Solution one: a variant of // Output:

A different special comment that marks the example as parallel. For example:

func ExampleFoo() {
    ...

    // Output (parallel):
    // ...
}

The syntax here is up to bikeshedding, but the idea behind the parentheses are to allow more "modes" in the future, to mirror more testing.T methods like Parallel().

Solution two: add testing.E

To mirror testing.T, offering a subset of the methods such as Parallel().

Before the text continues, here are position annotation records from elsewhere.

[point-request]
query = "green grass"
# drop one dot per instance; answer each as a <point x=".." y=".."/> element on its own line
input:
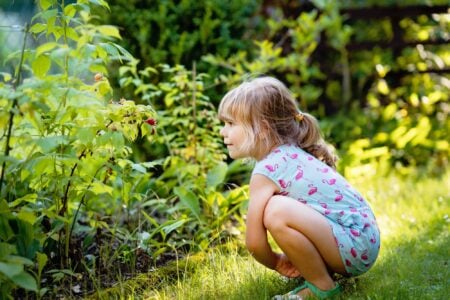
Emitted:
<point x="413" y="216"/>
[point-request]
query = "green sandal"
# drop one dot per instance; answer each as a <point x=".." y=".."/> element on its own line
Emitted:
<point x="318" y="293"/>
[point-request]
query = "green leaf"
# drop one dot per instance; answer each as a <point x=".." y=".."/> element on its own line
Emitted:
<point x="25" y="280"/>
<point x="45" y="48"/>
<point x="45" y="4"/>
<point x="109" y="30"/>
<point x="38" y="28"/>
<point x="216" y="175"/>
<point x="41" y="65"/>
<point x="139" y="167"/>
<point x="6" y="76"/>
<point x="41" y="260"/>
<point x="100" y="188"/>
<point x="10" y="270"/>
<point x="27" y="216"/>
<point x="70" y="10"/>
<point x="189" y="200"/>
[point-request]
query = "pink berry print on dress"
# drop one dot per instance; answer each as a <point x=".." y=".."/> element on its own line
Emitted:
<point x="331" y="181"/>
<point x="364" y="255"/>
<point x="283" y="183"/>
<point x="271" y="168"/>
<point x="323" y="170"/>
<point x="355" y="232"/>
<point x="299" y="174"/>
<point x="312" y="189"/>
<point x="348" y="263"/>
<point x="339" y="196"/>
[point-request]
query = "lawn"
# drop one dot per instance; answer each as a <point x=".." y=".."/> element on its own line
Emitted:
<point x="413" y="216"/>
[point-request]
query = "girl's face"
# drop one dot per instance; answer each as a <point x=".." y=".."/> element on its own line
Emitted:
<point x="234" y="136"/>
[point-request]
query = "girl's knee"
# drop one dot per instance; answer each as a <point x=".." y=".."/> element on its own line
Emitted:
<point x="274" y="212"/>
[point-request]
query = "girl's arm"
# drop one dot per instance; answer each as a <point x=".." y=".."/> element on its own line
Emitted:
<point x="261" y="190"/>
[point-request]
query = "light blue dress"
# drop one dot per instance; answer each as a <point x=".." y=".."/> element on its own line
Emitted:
<point x="301" y="176"/>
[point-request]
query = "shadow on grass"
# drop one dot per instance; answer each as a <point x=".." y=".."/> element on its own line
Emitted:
<point x="415" y="268"/>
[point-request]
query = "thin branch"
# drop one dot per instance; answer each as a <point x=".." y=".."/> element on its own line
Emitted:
<point x="11" y="112"/>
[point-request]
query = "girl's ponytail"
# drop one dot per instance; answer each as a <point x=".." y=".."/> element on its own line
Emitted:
<point x="311" y="140"/>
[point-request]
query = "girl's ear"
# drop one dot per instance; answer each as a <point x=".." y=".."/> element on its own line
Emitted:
<point x="265" y="126"/>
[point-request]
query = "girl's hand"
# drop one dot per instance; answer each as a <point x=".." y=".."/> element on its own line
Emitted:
<point x="285" y="267"/>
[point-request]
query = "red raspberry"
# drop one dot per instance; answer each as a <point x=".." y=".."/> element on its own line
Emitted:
<point x="151" y="121"/>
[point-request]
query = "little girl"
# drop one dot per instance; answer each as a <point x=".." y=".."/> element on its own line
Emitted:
<point x="320" y="222"/>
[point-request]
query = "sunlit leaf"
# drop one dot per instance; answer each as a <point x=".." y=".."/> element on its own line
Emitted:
<point x="189" y="200"/>
<point x="41" y="65"/>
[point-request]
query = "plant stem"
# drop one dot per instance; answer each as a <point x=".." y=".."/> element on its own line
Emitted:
<point x="194" y="112"/>
<point x="11" y="112"/>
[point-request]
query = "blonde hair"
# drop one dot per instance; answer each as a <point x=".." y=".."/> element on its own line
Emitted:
<point x="266" y="109"/>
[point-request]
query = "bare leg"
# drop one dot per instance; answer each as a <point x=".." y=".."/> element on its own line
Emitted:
<point x="306" y="238"/>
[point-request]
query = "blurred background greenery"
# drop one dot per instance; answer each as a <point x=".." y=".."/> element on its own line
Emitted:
<point x="375" y="73"/>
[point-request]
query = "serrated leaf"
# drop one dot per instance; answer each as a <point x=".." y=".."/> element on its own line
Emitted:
<point x="38" y="28"/>
<point x="100" y="188"/>
<point x="109" y="30"/>
<point x="6" y="76"/>
<point x="25" y="280"/>
<point x="70" y="10"/>
<point x="45" y="48"/>
<point x="216" y="175"/>
<point x="41" y="65"/>
<point x="45" y="4"/>
<point x="189" y="200"/>
<point x="10" y="269"/>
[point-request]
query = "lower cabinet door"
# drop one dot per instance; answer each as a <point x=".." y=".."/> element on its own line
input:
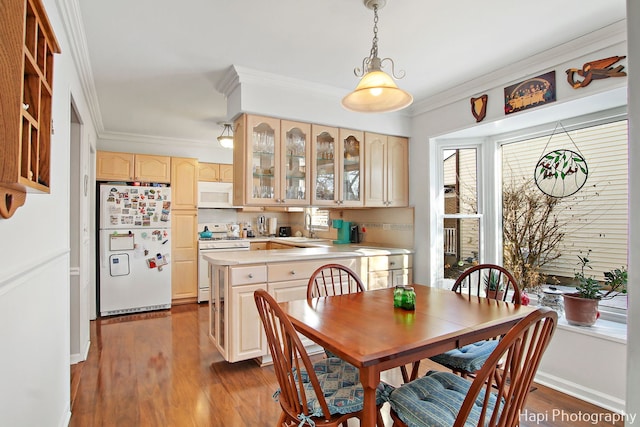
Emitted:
<point x="246" y="334"/>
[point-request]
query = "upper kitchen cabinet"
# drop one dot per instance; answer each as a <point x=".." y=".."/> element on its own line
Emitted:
<point x="215" y="172"/>
<point x="270" y="160"/>
<point x="256" y="152"/>
<point x="337" y="167"/>
<point x="387" y="171"/>
<point x="293" y="168"/>
<point x="26" y="85"/>
<point x="112" y="166"/>
<point x="152" y="168"/>
<point x="184" y="183"/>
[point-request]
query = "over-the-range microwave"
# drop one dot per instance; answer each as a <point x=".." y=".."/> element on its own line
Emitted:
<point x="215" y="194"/>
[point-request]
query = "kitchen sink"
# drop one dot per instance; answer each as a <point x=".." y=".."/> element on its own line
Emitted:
<point x="302" y="239"/>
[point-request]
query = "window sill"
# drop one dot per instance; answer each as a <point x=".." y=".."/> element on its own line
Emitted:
<point x="603" y="329"/>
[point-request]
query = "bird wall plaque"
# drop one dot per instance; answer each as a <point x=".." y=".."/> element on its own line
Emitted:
<point x="595" y="70"/>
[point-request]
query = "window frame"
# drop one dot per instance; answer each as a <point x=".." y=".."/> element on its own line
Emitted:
<point x="489" y="183"/>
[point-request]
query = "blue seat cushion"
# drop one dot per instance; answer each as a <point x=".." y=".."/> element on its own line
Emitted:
<point x="469" y="358"/>
<point x="435" y="400"/>
<point x="340" y="383"/>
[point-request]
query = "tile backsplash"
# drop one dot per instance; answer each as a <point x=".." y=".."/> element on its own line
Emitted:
<point x="387" y="226"/>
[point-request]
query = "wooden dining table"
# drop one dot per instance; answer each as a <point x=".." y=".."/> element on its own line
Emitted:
<point x="366" y="330"/>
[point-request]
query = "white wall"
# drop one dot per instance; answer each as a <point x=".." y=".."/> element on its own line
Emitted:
<point x="34" y="261"/>
<point x="449" y="117"/>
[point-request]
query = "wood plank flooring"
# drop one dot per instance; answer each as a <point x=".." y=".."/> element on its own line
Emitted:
<point x="160" y="369"/>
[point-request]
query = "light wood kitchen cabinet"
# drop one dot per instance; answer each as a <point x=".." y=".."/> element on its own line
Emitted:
<point x="387" y="171"/>
<point x="215" y="172"/>
<point x="184" y="183"/>
<point x="272" y="155"/>
<point x="184" y="229"/>
<point x="26" y="88"/>
<point x="184" y="255"/>
<point x="337" y="167"/>
<point x="113" y="166"/>
<point x="386" y="271"/>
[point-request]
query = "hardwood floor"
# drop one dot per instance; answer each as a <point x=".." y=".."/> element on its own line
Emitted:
<point x="160" y="369"/>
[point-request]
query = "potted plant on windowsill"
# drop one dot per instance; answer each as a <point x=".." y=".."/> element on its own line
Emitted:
<point x="493" y="287"/>
<point x="581" y="307"/>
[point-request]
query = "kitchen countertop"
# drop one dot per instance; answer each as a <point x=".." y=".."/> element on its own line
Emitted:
<point x="326" y="251"/>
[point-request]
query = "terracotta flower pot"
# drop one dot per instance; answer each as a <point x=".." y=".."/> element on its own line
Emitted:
<point x="580" y="311"/>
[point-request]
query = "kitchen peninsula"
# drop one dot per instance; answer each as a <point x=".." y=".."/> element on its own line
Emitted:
<point x="234" y="324"/>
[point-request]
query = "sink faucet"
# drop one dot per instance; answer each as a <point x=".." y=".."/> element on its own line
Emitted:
<point x="308" y="225"/>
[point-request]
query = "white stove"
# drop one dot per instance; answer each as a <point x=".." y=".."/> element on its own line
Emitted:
<point x="221" y="240"/>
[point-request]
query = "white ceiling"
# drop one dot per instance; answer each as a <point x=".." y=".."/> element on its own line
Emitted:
<point x="156" y="63"/>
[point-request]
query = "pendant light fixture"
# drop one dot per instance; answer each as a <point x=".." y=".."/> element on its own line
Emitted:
<point x="377" y="92"/>
<point x="226" y="137"/>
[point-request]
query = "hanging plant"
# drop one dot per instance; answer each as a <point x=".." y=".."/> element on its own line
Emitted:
<point x="561" y="173"/>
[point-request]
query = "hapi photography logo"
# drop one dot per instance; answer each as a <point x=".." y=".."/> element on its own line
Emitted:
<point x="595" y="418"/>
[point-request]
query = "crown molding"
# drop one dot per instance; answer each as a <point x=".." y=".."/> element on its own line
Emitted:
<point x="238" y="75"/>
<point x="580" y="46"/>
<point x="76" y="37"/>
<point x="149" y="139"/>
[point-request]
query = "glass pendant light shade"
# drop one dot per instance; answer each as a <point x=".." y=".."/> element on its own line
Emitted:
<point x="377" y="93"/>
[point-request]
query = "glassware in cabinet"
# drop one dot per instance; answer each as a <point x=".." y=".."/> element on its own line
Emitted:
<point x="264" y="141"/>
<point x="324" y="165"/>
<point x="294" y="163"/>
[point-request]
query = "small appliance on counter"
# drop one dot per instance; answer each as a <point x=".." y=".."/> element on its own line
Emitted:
<point x="262" y="225"/>
<point x="284" y="232"/>
<point x="354" y="234"/>
<point x="344" y="231"/>
<point x="273" y="225"/>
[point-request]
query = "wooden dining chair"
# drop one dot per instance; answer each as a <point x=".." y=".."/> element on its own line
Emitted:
<point x="333" y="279"/>
<point x="445" y="399"/>
<point x="474" y="283"/>
<point x="327" y="392"/>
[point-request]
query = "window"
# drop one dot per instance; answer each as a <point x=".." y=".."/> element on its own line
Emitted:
<point x="593" y="221"/>
<point x="461" y="221"/>
<point x="476" y="178"/>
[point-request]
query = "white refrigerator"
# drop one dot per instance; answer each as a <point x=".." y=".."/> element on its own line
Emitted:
<point x="135" y="249"/>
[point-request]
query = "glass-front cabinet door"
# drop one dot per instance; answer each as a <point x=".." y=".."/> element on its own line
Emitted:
<point x="324" y="170"/>
<point x="263" y="150"/>
<point x="351" y="167"/>
<point x="294" y="170"/>
<point x="338" y="166"/>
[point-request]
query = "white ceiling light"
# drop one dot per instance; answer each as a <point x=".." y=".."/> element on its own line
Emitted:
<point x="226" y="137"/>
<point x="377" y="92"/>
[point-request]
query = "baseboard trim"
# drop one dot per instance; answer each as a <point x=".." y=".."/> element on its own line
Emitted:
<point x="595" y="397"/>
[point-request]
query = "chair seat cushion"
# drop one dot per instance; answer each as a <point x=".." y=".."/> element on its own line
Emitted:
<point x="469" y="358"/>
<point x="340" y="383"/>
<point x="435" y="400"/>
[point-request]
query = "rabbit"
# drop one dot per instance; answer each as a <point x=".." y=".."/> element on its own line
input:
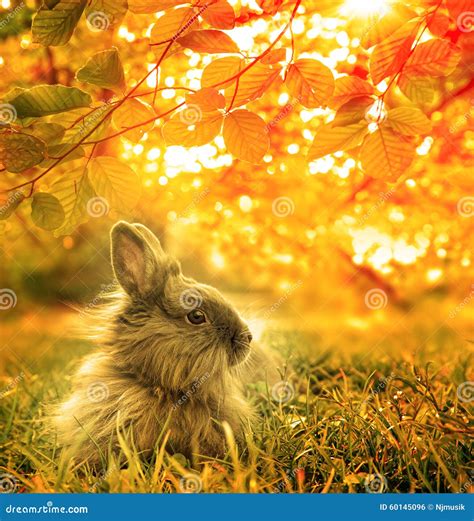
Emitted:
<point x="172" y="360"/>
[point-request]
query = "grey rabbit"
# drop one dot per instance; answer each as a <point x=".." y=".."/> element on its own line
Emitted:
<point x="172" y="359"/>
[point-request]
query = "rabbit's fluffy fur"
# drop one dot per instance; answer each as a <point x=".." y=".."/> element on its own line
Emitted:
<point x="156" y="373"/>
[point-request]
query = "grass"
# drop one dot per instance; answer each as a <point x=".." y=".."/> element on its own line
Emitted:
<point x="387" y="421"/>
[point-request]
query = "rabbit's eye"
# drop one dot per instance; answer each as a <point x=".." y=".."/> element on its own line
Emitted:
<point x="196" y="317"/>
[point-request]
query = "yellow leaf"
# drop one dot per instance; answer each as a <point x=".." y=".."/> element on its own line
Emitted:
<point x="152" y="6"/>
<point x="332" y="139"/>
<point x="173" y="24"/>
<point x="220" y="69"/>
<point x="310" y="81"/>
<point x="220" y="15"/>
<point x="191" y="127"/>
<point x="245" y="135"/>
<point x="136" y="115"/>
<point x="386" y="25"/>
<point x="116" y="182"/>
<point x="420" y="90"/>
<point x="352" y="112"/>
<point x="409" y="121"/>
<point x="252" y="84"/>
<point x="206" y="99"/>
<point x="433" y="58"/>
<point x="209" y="41"/>
<point x="348" y="87"/>
<point x="390" y="55"/>
<point x="386" y="154"/>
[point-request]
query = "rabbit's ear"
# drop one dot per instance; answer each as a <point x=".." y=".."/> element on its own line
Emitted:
<point x="137" y="267"/>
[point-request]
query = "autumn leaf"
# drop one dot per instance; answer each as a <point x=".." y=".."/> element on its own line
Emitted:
<point x="348" y="87"/>
<point x="385" y="154"/>
<point x="115" y="181"/>
<point x="209" y="41"/>
<point x="55" y="26"/>
<point x="46" y="211"/>
<point x="438" y="23"/>
<point x="152" y="6"/>
<point x="252" y="84"/>
<point x="18" y="152"/>
<point x="433" y="58"/>
<point x="219" y="15"/>
<point x="136" y="115"/>
<point x="245" y="135"/>
<point x="206" y="99"/>
<point x="192" y="127"/>
<point x="74" y="192"/>
<point x="420" y="90"/>
<point x="220" y="69"/>
<point x="274" y="56"/>
<point x="310" y="81"/>
<point x="44" y="100"/>
<point x="387" y="25"/>
<point x="332" y="139"/>
<point x="409" y="121"/>
<point x="353" y="111"/>
<point x="103" y="69"/>
<point x="390" y="55"/>
<point x="173" y="23"/>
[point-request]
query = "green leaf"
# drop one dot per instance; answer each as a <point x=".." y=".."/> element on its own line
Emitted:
<point x="333" y="139"/>
<point x="55" y="26"/>
<point x="46" y="211"/>
<point x="44" y="100"/>
<point x="209" y="41"/>
<point x="74" y="192"/>
<point x="116" y="182"/>
<point x="109" y="13"/>
<point x="18" y="152"/>
<point x="9" y="204"/>
<point x="103" y="69"/>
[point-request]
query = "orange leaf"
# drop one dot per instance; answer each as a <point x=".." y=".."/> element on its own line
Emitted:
<point x="352" y="112"/>
<point x="245" y="135"/>
<point x="220" y="15"/>
<point x="274" y="56"/>
<point x="252" y="84"/>
<point x="348" y="87"/>
<point x="420" y="90"/>
<point x="389" y="56"/>
<point x="386" y="154"/>
<point x="387" y="25"/>
<point x="438" y="23"/>
<point x="209" y="41"/>
<point x="220" y="69"/>
<point x="191" y="127"/>
<point x="311" y="82"/>
<point x="333" y="139"/>
<point x="409" y="121"/>
<point x="207" y="99"/>
<point x="152" y="6"/>
<point x="433" y="58"/>
<point x="173" y="23"/>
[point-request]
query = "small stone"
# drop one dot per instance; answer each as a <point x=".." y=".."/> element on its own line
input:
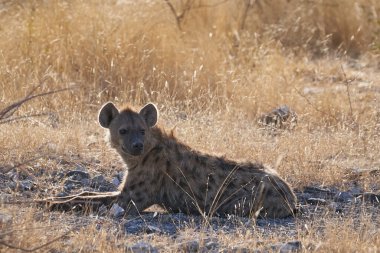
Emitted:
<point x="295" y="246"/>
<point x="141" y="247"/>
<point x="116" y="211"/>
<point x="370" y="197"/>
<point x="97" y="180"/>
<point x="211" y="245"/>
<point x="62" y="194"/>
<point x="77" y="174"/>
<point x="344" y="197"/>
<point x="102" y="210"/>
<point x="26" y="185"/>
<point x="152" y="229"/>
<point x="5" y="220"/>
<point x="189" y="246"/>
<point x="316" y="201"/>
<point x="115" y="181"/>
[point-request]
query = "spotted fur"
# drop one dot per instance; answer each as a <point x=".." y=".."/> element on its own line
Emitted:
<point x="162" y="170"/>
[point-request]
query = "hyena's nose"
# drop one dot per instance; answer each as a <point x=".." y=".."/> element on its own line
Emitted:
<point x="137" y="146"/>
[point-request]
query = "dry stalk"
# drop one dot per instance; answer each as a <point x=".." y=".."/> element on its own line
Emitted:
<point x="7" y="112"/>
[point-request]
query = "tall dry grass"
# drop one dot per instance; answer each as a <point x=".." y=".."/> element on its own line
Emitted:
<point x="212" y="67"/>
<point x="224" y="53"/>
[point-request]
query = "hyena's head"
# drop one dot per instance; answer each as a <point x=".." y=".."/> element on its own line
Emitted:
<point x="129" y="130"/>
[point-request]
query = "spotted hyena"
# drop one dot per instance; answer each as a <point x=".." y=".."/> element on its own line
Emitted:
<point x="162" y="170"/>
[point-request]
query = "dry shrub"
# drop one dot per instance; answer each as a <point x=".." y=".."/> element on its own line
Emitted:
<point x="135" y="51"/>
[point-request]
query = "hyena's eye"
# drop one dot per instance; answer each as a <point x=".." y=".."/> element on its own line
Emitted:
<point x="122" y="131"/>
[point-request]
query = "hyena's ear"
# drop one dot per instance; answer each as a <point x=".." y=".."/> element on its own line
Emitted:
<point x="150" y="114"/>
<point x="107" y="114"/>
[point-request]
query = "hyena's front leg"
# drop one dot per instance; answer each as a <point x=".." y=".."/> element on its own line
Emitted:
<point x="134" y="200"/>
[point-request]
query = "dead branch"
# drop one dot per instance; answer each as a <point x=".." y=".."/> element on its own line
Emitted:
<point x="189" y="4"/>
<point x="247" y="5"/>
<point x="37" y="247"/>
<point x="8" y="111"/>
<point x="347" y="83"/>
<point x="6" y="170"/>
<point x="24" y="117"/>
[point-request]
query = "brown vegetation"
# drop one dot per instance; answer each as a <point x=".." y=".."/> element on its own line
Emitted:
<point x="213" y="68"/>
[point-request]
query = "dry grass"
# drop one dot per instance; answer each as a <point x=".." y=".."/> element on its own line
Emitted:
<point x="212" y="74"/>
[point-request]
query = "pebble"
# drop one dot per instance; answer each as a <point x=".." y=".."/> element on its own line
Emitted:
<point x="115" y="181"/>
<point x="141" y="247"/>
<point x="116" y="211"/>
<point x="77" y="174"/>
<point x="344" y="197"/>
<point x="316" y="201"/>
<point x="189" y="246"/>
<point x="5" y="220"/>
<point x="295" y="246"/>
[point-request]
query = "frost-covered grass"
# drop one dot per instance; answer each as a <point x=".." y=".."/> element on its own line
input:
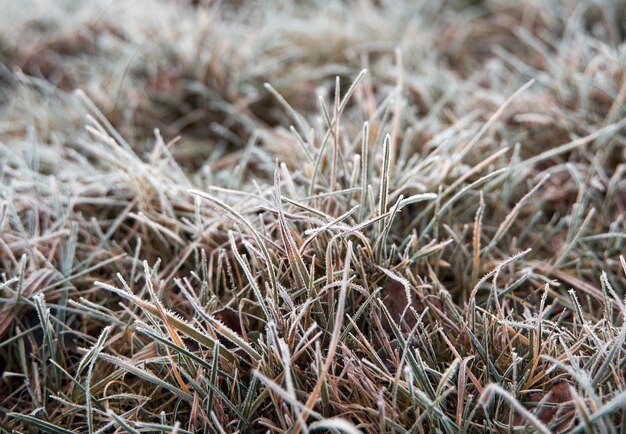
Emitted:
<point x="338" y="216"/>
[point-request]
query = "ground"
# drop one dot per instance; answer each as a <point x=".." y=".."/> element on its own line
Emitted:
<point x="293" y="216"/>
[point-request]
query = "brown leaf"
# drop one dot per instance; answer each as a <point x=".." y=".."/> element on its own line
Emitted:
<point x="395" y="300"/>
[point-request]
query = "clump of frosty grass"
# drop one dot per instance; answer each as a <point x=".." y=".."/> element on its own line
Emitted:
<point x="313" y="216"/>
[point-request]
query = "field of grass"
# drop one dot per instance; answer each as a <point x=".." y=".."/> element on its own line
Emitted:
<point x="313" y="216"/>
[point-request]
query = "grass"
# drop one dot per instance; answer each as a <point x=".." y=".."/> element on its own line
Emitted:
<point x="313" y="216"/>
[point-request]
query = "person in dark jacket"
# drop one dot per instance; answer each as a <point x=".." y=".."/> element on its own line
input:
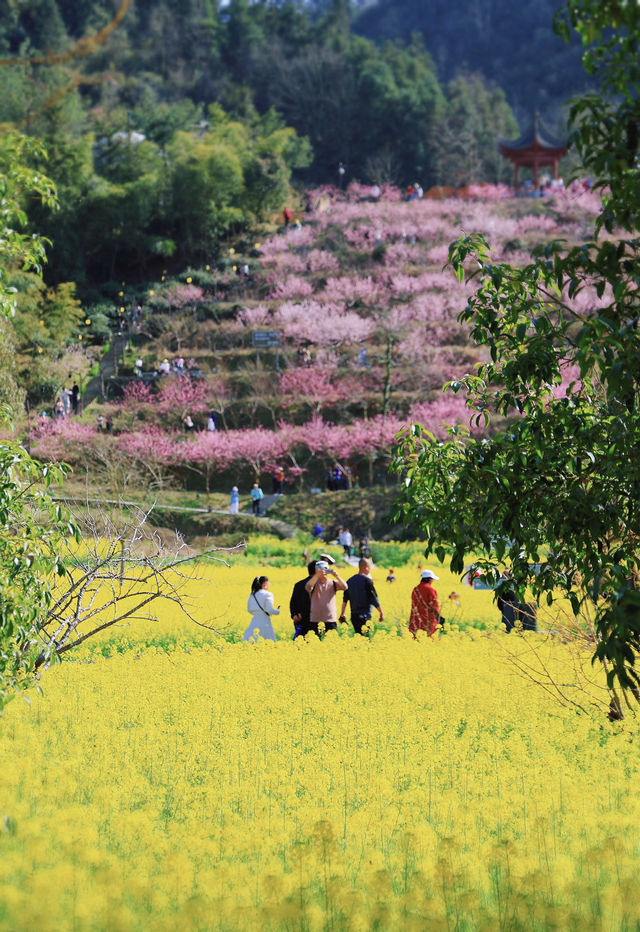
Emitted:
<point x="361" y="595"/>
<point x="300" y="605"/>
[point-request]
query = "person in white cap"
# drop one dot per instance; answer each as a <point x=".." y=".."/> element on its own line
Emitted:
<point x="425" y="608"/>
<point x="322" y="588"/>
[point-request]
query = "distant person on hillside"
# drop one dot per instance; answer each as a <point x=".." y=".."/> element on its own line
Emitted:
<point x="260" y="605"/>
<point x="300" y="605"/>
<point x="425" y="608"/>
<point x="322" y="588"/>
<point x="361" y="595"/>
<point x="278" y="481"/>
<point x="256" y="497"/>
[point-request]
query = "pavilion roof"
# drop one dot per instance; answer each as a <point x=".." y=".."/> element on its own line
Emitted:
<point x="537" y="136"/>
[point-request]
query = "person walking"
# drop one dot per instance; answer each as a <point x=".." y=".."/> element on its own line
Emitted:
<point x="425" y="608"/>
<point x="322" y="588"/>
<point x="278" y="480"/>
<point x="300" y="605"/>
<point x="361" y="595"/>
<point x="260" y="606"/>
<point x="256" y="496"/>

An example could optionally take it as a parameter:

func ExampleFoo(e *testing.E) {
    e.Parallel()
    ...

    // Output:
    // ...
}

If we don't want e.Parallel() to be part of the example code, we could add another special comment to specify when the example code actually starts:

func ExampleFoo(e *testing.E) {
    e.Parallel()

    // Example:
    ...

    // Output:
    // ...
}

This change is more invasive, but it's also more consistent with tests, and allows to more easily extend examples in the future. For example, we could also use this solution to solve #31310 via a testing.E.Skipf method.

We could also even fix other examples issues like #21111; that one could be done via e.Error or e.Fatal, which I'd say is significantly better than log.Fatal or panic.

testing.E could implement testing.TB if we want, but I don't think it's necessary.

I prefer this second solution, because it's more powerful, and doesn't add more syntax to the special // Output: comment.